Bernard Génial, si tu survis à cette news tu seras mon idole, à jamais. Franchement il y a des malades pour chercher je ne sais quoi  ::rolleyes:: 
Edit : Non mais rien que les hiéroglyphes d'Amnesia, je vois pas ce qu'ils ont de spécial...

----------


## ArkSquall

Aucun risque qu'il se fasse mal avec cette news, il est rodé.

Bernard Génial, c'est le multi de Kahn Lusth !

----------


## mrFish

> L'annonce d'une fusion entre Valve et gpotatoe ?


 ::O:   :^_^:

----------


## Vladtepes

Pour y avoir joué hier soir, dans Killing Floor, l'argent a été remplacé par des patates (l'image que tu as linké)
Au début j'ai cru que c'était des caca mous  ::ninja::

----------


## Padre

La suite de Super Meat Boy - Super Potato Boy. On y jouera une pomme de terre à moustache et au chapeau melon qui fait des trous dans les murs que l'on pourra traverser, avec un pied de biche pour tuer des économes géants de l'espace et en fait à la fin, tout ceci n'était qu'un rêve.
Je pense ne pas trop m'avancer.

----------


## CruZer

Potato
Po ta to
Por tal 2 (dis à l'américaine)

----------


## Hiruma

> Potato
> Po ta to
> Por tal 2 (dis à l'américaine)


 ::O:  Bon sang mais c'est bien sûr !

----------


## ThorThur

> Potato
> Po ta to
> Por tal 2 (dis à l'américaine)


 ::o: 
Dis à l'américaine avec une patate chaude dans la bouche, oui ça colle !

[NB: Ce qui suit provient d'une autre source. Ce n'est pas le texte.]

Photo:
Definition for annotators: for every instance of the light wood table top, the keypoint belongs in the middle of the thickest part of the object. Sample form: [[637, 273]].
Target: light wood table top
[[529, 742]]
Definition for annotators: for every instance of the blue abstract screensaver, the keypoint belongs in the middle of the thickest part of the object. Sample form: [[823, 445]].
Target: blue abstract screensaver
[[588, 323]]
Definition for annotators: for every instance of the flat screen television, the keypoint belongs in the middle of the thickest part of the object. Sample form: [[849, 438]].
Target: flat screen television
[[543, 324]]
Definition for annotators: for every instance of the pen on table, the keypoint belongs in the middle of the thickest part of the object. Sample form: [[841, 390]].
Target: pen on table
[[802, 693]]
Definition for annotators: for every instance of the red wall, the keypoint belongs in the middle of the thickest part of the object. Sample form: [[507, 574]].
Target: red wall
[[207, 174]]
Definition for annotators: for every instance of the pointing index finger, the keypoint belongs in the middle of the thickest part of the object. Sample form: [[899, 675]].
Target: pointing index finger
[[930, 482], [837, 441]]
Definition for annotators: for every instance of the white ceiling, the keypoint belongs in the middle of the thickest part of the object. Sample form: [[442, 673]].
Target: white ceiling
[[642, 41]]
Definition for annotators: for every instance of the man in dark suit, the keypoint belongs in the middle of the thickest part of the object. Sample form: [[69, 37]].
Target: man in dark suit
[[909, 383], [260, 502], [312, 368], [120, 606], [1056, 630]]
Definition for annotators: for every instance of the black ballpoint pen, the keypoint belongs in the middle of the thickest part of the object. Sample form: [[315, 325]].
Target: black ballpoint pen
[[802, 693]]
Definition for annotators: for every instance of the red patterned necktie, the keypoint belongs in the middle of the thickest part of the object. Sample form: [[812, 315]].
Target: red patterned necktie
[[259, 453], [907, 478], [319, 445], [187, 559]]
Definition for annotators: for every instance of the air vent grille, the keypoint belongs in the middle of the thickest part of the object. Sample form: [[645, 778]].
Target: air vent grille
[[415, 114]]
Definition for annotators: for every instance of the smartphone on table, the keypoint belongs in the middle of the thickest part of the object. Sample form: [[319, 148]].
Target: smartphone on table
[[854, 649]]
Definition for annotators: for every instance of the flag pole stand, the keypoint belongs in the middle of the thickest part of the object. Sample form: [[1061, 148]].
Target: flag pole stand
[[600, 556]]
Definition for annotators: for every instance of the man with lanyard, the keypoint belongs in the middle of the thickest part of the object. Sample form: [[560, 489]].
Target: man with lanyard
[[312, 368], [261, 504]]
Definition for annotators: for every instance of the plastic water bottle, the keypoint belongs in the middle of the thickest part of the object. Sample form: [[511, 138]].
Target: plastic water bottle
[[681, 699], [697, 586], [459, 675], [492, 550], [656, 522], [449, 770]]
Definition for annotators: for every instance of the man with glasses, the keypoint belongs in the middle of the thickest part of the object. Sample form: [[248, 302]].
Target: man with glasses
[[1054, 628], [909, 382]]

Je me sens tout chose.  :^_^:

----------


## Maria Kalash

> Bernard Génial, c'est le multi de Kahn Lusth !


Exactement. 

Mais en blond.

----------


## Ludz

C'est pour annoncer Left 4 Dead 2 - Episode One  ::lol::

----------


## FragDamon

> Potato
> Po ta to
> Por tal 2 (dis à l'américaine)


Le pire c'est que ca me paraît ultra potable comme idée  :^_^:

----------


## Conan3D

Pourquoi c'est pas Khan qui est sur le coup, comme pour Portal 2?

----------


## Bernard Génial

> Pourquoi c'est pas Khan qui est sur le coup, comme pour Portal 2?


Vu la simplicité d'une affaire de ce genre, je suppose qu'il n'a pas voulu y laisser (encore) sa santé. Il a déjà donné, et une deuxième expérience telle que celle-ci lui aurait probablement été fatale.

Il m'a certifié que son cœur en plastique et son anus artificiel n'auraient pas tenu le coup.

----------


## Conan3D

Non mais personne, je dis bien PERSONNE n'a les compétences requises pour couvrir une telle affaire, sauf notre Kahn Lustré national.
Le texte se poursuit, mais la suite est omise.